Cabe, dessa forma, aos governos estaduais, estabelecer seus incentivos e
programas capazes de reduzir a carga tributária sobre o acesso banda larga, com
efetiva contrapartida das operadoras, de modo a que a população seja
efetivamente beneficiada com tal renúncia.
É claro que também há um papel estadual na implantação de infraestrutura. No
entanto, dentro de uma política nacional, a questão fiscal é, no momento, o
maior entrave.
Por fim, não há melhor ente público para atuar no que se refere à “última milha”
do que o município. Atualmente, o maior custo na implantação das redes locais
está relacionado às obras de engenharia necessárias e, no que tange a tais
obras, as posturas municipais são as que devem ser observadas.

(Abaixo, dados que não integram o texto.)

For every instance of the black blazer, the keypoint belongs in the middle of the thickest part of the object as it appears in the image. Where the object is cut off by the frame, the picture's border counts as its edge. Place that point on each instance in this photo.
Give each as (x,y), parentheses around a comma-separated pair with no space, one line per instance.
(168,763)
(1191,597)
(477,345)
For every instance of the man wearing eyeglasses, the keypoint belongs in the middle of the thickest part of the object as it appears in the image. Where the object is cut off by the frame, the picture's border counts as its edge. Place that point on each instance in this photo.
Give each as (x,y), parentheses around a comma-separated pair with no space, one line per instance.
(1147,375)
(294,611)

Facilitar a
implantação de infraestrutura é um papel importante dos municípios, que devem
estabelecer instrumentos para reduzir o tempo e o custo destas empreitadas.
Em um segundo vetor, os municípios também são os mais capazes de estimular o uso
eficiente de tais infraestruturas, fomentando, por meio de políticas locais
direcionadas, o compartilhamento de dutos, antenas, centrais, etc.
Embora regular o compartilhamento de infraestrutura esteja dentre as
competências legais da Agência Nacional de Telecomunicações (Anatel), seria
perfeitamente possível – e até recomendável – o estabelecimento de convênios e
acordos de cooperação com as municipalidades para a troca de informações e a
adoção de medidas específicas com vistas a facilitar o compartilhamento das
infraestruturas.
Ainda, é inegável a capacidade – já demonstrada pelas várias iniciativas de
cidades digitais existentes – dos municípios de, mesmo com recursos limitados,
implementar redes de acesso à internet para seus cidadãos. Assim, incumbir as
prefeituras, que têm efetivo conhecimento quanto às necessidades e capacidades
locais, de estabelecer suas redes metropolitanas – seja por conta própria seja
em parceria com operadores privados – tende a ser uma boa solução.
A chance de um projeto pensado considerando as circunstâncias locais sair do
papel é muito maior do que no caso de um plano de âmbito nacional padronizado,
elaborado distante da realidade de cada município.
Atingir o grau de coordenação necessário para congregar os três entes da
Federação certamente não é tarefa fácil. Mas deve ser feito por uma ampla
iniciativa, conduzida pelo Governo Federal e ajustada com Estados e municípios.
Uma política pública que, parece-nos, ainda está por vir. Pode-se também pensar
em uma ação de âmbito do Legislativo. O estabelecimento de um marco legal para a
massificação da banda larga, centrado no incentivo às Cidades Digitais e que
focaria, portanto, do local para o nacional, compilando e sistematizando o papel
de cada ente público a partir das experiências e necessidades locais. Uma
política pública positivada em lei, contendo as estratégias mais adequadas e
criando os instrumentos – políticos e financeiros – para uma expansão planejada
do acesso à banda larga no Brasil.
Portanto, uma atuação coordenada destas três esferas, cada qual atuando
juridicamente no âmbito de sua competência – e também política e tecnicamente,
pontos que não aprofundamos aqui – configurará um impulso único para a
massificação da banda larga no País, otimizando os recursos materiais e humanos
nessa empreitada e, por meio da combinação inteligente de investimentos e
esforços, estatais e privados, atingir os resultados de interesse público que a
sociedade brasileira espera e necessita.